Glücklicherweise hatte ich gestern kein Fieber, trotz meiner fetten Erkältung. Gottseidank. Sonst hätte sich den Beamten sicher eine Show geboten: Europäerin erleidet hysterischen Anfall, Flughafenverkehr für eine Stunde gesperrt. Oder so ähnlich.

Nach Passieren des ersten Hindernisses dann die zweite Schikane: Ein schnauzbärtiger Immigrationsbeamter verlangt mein Residential Permit, was ich ihm bereitwillig gebe. Dabei mache ich allerdings einen kapitalen Fehler, aus seiner Sicht: Ich habe nur eine Kopie bei mir, er verlangt das Original.

Das ist witzig, wenn es nicht 4.30 Uhr morgens wäre und ich mir nicht die Nacht im Flieger um die Ohren geschlagen hätte, denn faktisch verlangt er von mir ein Wunder: Wie der kleine Wichtigtuer weiß, war ich seit meiner Ausreise nicht wieder in Pune, denn ich war in DEUTSCHLAND, wie er zweifellos aus meinem Pass ersehen kann. Das Original des RFO hingegen liegt in der Boat Club Road.
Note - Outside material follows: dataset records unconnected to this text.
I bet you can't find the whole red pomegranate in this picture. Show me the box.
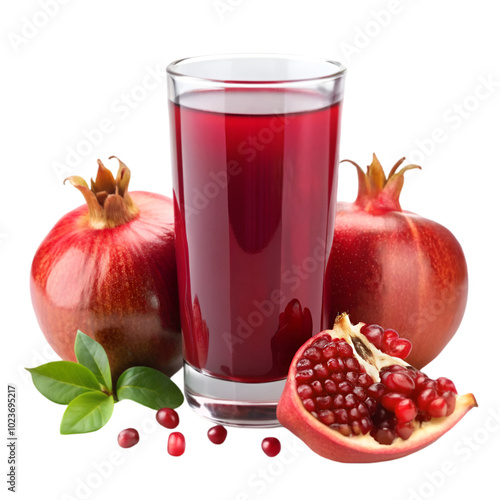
[30,160,182,381]
[325,155,468,368]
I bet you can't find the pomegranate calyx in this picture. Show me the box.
[276,314,477,463]
[64,156,139,229]
[342,153,421,214]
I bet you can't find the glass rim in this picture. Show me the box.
[167,53,347,86]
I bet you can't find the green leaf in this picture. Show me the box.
[116,366,184,410]
[26,361,101,404]
[61,391,114,434]
[75,330,113,391]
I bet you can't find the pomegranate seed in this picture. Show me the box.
[304,347,321,363]
[366,382,387,399]
[427,398,448,418]
[323,342,337,359]
[207,425,227,444]
[297,358,313,371]
[360,325,384,349]
[156,408,179,429]
[333,394,345,408]
[348,408,363,422]
[330,424,352,437]
[167,432,186,457]
[394,399,417,423]
[436,377,458,394]
[333,409,349,424]
[295,368,314,384]
[442,391,457,417]
[313,363,328,379]
[339,382,353,395]
[316,396,333,409]
[382,392,406,412]
[364,398,378,415]
[352,385,366,401]
[322,379,338,397]
[262,438,281,457]
[396,422,413,440]
[302,398,316,412]
[345,394,358,408]
[118,427,139,448]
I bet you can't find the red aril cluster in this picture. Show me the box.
[295,325,457,445]
[118,427,139,448]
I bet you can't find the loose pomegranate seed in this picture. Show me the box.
[318,410,335,425]
[396,422,413,440]
[207,425,227,444]
[387,339,412,359]
[380,371,415,396]
[427,398,448,418]
[394,399,417,424]
[156,408,179,429]
[361,325,384,349]
[167,432,186,457]
[262,438,281,457]
[118,428,139,448]
[381,392,405,412]
[382,329,399,352]
[436,377,458,394]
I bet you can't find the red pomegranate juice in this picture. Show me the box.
[170,89,340,382]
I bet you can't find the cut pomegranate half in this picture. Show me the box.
[277,314,477,463]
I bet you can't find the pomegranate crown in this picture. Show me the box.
[342,153,421,213]
[64,156,139,229]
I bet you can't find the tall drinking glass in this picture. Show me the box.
[167,54,345,427]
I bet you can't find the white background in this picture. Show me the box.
[0,0,500,500]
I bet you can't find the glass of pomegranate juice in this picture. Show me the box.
[167,54,345,427]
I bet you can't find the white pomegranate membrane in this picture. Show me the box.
[295,325,457,445]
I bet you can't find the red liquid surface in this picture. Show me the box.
[170,90,340,382]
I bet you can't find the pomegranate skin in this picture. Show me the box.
[324,158,468,369]
[30,191,182,382]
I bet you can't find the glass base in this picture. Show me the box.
[184,363,286,427]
Das hatte ich ihm bereits bei meiner Ausreise gesagt. Hätte ich es also während meines Aufenthaltes in Deutschland dahin zaubern sollen?
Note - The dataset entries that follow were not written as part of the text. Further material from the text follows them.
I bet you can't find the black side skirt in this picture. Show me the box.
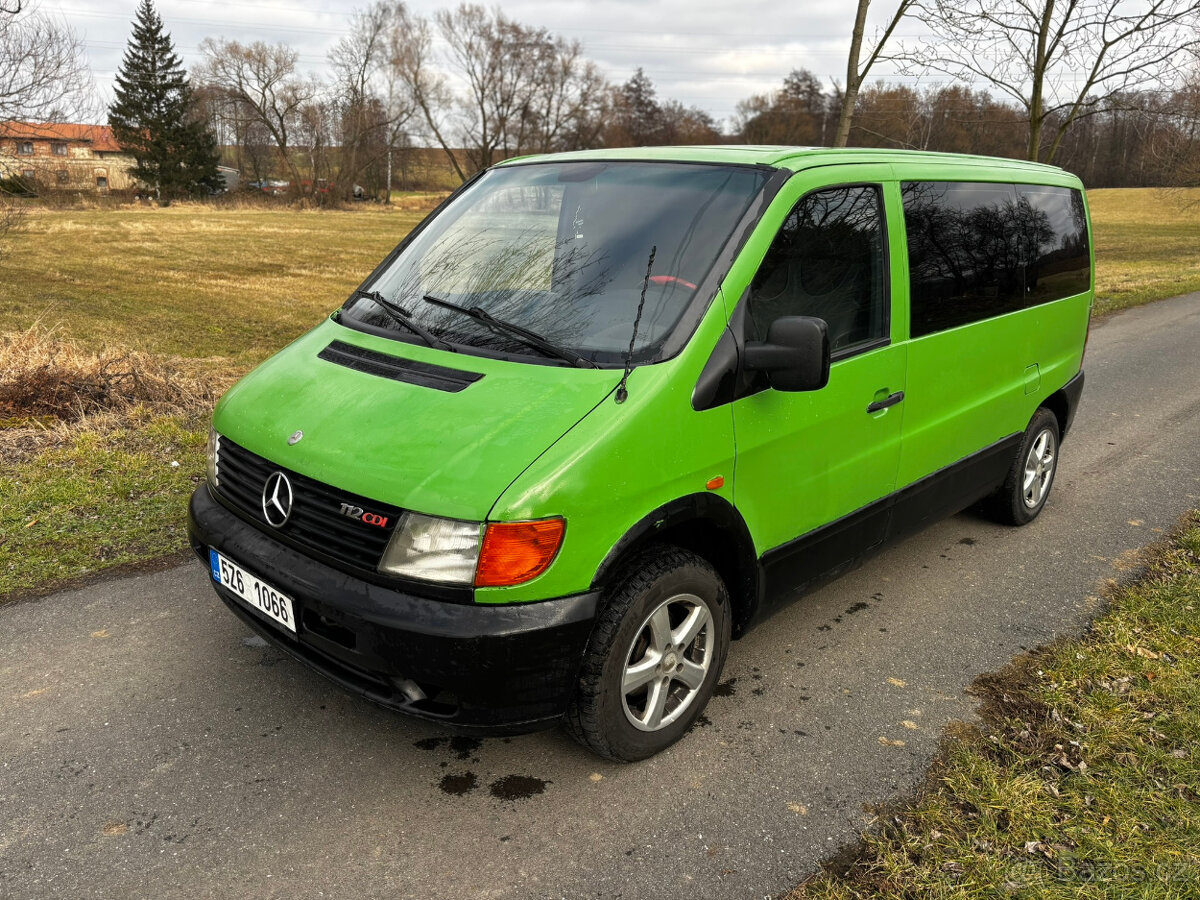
[755,433,1022,622]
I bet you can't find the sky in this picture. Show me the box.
[35,0,936,126]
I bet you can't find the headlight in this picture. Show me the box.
[379,512,482,584]
[209,427,221,487]
[379,512,566,588]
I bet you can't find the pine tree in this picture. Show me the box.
[108,0,223,200]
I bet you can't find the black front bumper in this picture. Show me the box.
[187,485,598,733]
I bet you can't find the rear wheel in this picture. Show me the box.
[566,547,730,762]
[989,407,1058,526]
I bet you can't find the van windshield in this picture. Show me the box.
[341,162,768,365]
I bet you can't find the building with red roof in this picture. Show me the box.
[0,122,136,193]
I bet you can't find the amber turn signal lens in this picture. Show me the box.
[475,518,566,588]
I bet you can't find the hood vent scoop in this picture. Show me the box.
[317,341,484,394]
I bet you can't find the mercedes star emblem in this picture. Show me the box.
[263,472,292,528]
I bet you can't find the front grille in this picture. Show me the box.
[217,437,402,572]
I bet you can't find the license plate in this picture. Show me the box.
[209,547,296,634]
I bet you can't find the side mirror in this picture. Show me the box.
[744,316,829,391]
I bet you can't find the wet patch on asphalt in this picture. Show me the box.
[487,775,550,800]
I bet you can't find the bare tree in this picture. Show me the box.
[197,37,319,194]
[330,0,415,199]
[434,4,554,169]
[388,5,467,181]
[833,0,916,146]
[0,1,95,122]
[892,0,1200,162]
[0,6,95,257]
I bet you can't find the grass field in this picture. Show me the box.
[787,512,1200,900]
[1087,188,1200,316]
[0,190,1200,599]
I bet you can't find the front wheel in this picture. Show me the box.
[566,547,730,762]
[990,407,1058,526]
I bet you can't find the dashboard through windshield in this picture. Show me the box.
[341,162,767,365]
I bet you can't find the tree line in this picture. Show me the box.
[0,0,1200,200]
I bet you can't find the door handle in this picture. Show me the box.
[866,391,904,413]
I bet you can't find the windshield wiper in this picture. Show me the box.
[424,294,599,368]
[354,288,456,353]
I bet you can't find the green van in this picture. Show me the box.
[190,146,1093,760]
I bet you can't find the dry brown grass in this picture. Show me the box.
[0,323,234,463]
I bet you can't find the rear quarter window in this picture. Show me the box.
[901,181,1091,337]
[1018,185,1092,306]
Ich frage ihn das, aber bekomme, wie nicht anders erwartet, keine Antwort. Logik ist des Inders Sache nicht. Er hätte mich ausreisen lassen können, sagt er dann, aber einreisen? Impossible!

“O.K.”, sage ich, “dann fahren Sie doch in die Boat Club Road und holen Sie sich mein RFO, ich gebe Ihnen gern meine Schlüssel, wenn Sie wollen, nur begleiten kann ich Sie natürlich nicht.” Mein Adrenalinspiegel ist mittlerweile gewaltig gestiegen, das Ding fechte ich mit ihm durch, mein Ton ist auch schon erheblich lauter geworden, der Rest des Fliegers und die versammelte Airportstaff glotzen sich die Seele aus dem Leib.
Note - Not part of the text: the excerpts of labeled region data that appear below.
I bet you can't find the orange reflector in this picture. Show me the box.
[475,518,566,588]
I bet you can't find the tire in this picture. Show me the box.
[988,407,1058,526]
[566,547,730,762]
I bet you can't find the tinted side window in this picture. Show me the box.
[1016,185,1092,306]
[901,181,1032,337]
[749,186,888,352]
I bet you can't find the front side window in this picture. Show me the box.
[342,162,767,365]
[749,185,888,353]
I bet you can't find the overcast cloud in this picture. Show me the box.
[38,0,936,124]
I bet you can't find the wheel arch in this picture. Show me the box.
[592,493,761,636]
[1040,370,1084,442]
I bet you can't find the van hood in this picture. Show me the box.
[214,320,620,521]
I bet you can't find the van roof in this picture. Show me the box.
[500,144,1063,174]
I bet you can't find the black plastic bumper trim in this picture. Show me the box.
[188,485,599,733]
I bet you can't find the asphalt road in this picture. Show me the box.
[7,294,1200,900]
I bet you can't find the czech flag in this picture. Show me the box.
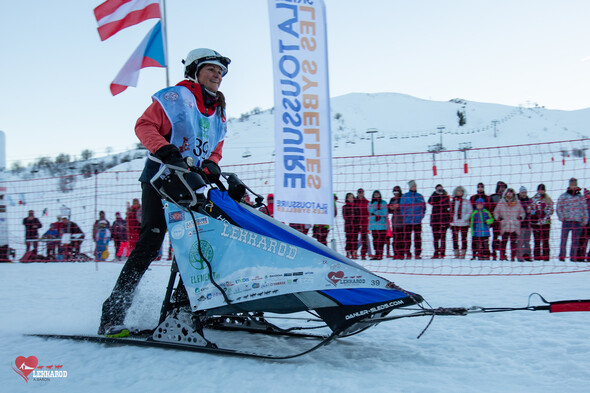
[94,0,160,41]
[111,21,166,96]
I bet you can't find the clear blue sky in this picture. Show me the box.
[0,0,590,168]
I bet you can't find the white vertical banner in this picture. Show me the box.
[268,0,334,225]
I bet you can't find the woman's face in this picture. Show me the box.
[197,64,222,93]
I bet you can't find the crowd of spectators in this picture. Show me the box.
[342,178,590,262]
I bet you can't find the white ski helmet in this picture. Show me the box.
[182,48,231,81]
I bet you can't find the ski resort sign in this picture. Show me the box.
[268,0,334,225]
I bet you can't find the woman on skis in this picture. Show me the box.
[98,48,230,337]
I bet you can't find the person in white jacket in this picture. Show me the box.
[451,186,473,259]
[494,188,525,261]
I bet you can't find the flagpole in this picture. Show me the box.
[162,0,170,87]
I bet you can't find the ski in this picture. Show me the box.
[26,334,337,360]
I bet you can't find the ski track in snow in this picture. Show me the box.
[0,263,590,393]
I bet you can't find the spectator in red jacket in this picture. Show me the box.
[354,188,369,259]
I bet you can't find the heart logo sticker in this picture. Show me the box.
[328,270,344,286]
[13,356,39,382]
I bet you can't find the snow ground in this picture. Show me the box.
[0,263,590,393]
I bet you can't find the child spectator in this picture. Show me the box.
[451,186,474,259]
[342,192,359,259]
[428,184,451,259]
[531,184,553,261]
[469,198,494,261]
[494,188,525,261]
[368,190,387,260]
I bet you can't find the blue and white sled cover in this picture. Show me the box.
[164,189,422,328]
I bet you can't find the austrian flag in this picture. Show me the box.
[94,0,161,41]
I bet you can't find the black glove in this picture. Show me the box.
[201,160,221,182]
[154,144,188,169]
[227,173,246,202]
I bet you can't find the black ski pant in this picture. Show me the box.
[99,183,166,331]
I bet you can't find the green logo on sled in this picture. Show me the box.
[188,240,213,270]
[199,117,209,131]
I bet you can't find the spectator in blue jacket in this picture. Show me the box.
[400,180,426,259]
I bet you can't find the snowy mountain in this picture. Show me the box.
[224,93,590,164]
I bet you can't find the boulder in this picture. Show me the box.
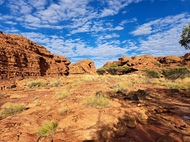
[0,32,70,79]
[69,59,97,74]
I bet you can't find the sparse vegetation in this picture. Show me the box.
[56,90,70,100]
[0,103,26,117]
[162,67,190,80]
[84,91,110,108]
[59,106,67,115]
[38,120,58,136]
[97,65,131,75]
[179,24,190,49]
[143,68,163,78]
[27,80,49,88]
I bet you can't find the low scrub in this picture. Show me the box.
[143,68,163,78]
[38,120,57,136]
[162,67,190,80]
[84,92,110,108]
[56,90,70,100]
[0,103,26,117]
[27,80,48,88]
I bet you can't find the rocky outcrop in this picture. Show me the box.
[0,32,70,79]
[69,59,96,74]
[103,53,190,70]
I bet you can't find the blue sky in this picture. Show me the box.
[0,0,190,68]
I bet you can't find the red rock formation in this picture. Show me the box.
[103,53,190,75]
[69,59,96,74]
[0,32,70,79]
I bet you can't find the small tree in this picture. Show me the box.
[179,24,190,49]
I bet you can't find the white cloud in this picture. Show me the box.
[133,13,190,56]
[0,0,5,5]
[131,14,186,36]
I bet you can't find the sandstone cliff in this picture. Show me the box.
[100,53,190,75]
[104,53,190,69]
[69,59,97,74]
[0,32,70,79]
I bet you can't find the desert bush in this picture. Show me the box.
[59,106,67,115]
[0,103,26,116]
[143,68,163,78]
[56,90,70,100]
[38,120,58,136]
[84,92,110,108]
[27,80,49,88]
[162,67,190,80]
[97,65,131,75]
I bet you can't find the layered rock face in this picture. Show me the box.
[104,53,190,69]
[69,59,97,74]
[0,32,70,79]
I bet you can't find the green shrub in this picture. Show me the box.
[27,81,48,88]
[59,106,67,115]
[84,93,110,108]
[162,67,190,80]
[0,103,26,116]
[38,120,57,136]
[143,69,163,78]
[56,90,70,100]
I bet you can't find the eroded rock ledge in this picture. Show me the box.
[0,32,70,80]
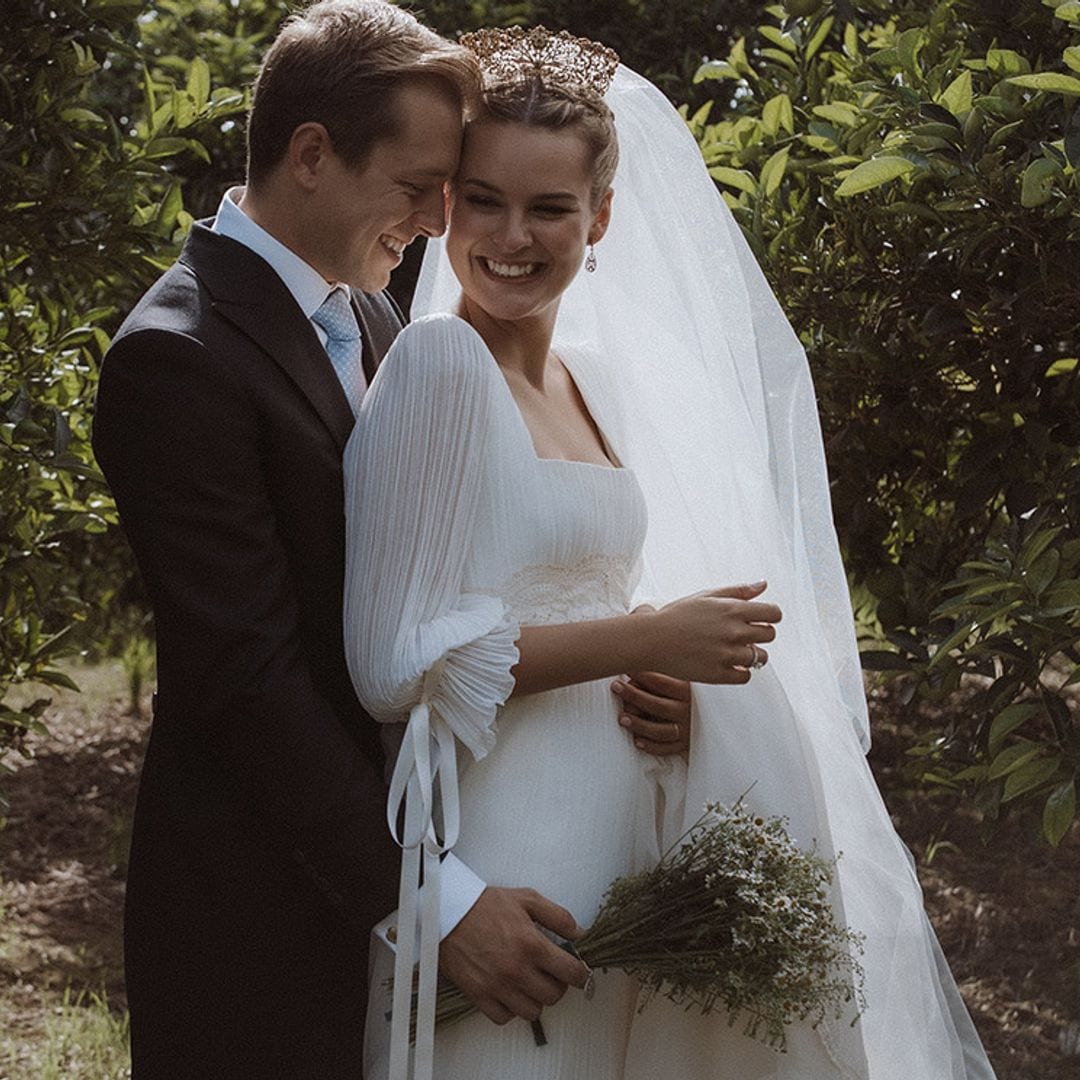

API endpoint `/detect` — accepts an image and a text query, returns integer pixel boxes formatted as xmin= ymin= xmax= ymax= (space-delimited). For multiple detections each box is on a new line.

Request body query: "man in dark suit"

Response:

Zwei Schalter daneben ist U. gerade abgefertigt worden – auch er hat nur eine Kopie seines RFO´s bei sich, kein Problem, wie immer. Bisher. Schließlich ist das Papierchen so etwas wie ein kleines Heiligtum hier in Indien und muss gehütet werden: Es kann Monate dauern, das Dokument wiederzubeschaffen und kostet etliche tausend Rupien Bakshish, will man es noch ZU LEBZEITEN erhalten. Deswegen: Schublade statt Fluggepäck, Kopie statt Original. Doch davon will der Uniformträger nichts wissen. Erst nachdem wir uns massiv bepöbelt haben und U. die Einschaltung eines Firmenanwalts androht, rückt die Zecke meinen Pass heraus: Ich darf den heiligen Boden dieses Landes küssen, Indien hat mich wieder.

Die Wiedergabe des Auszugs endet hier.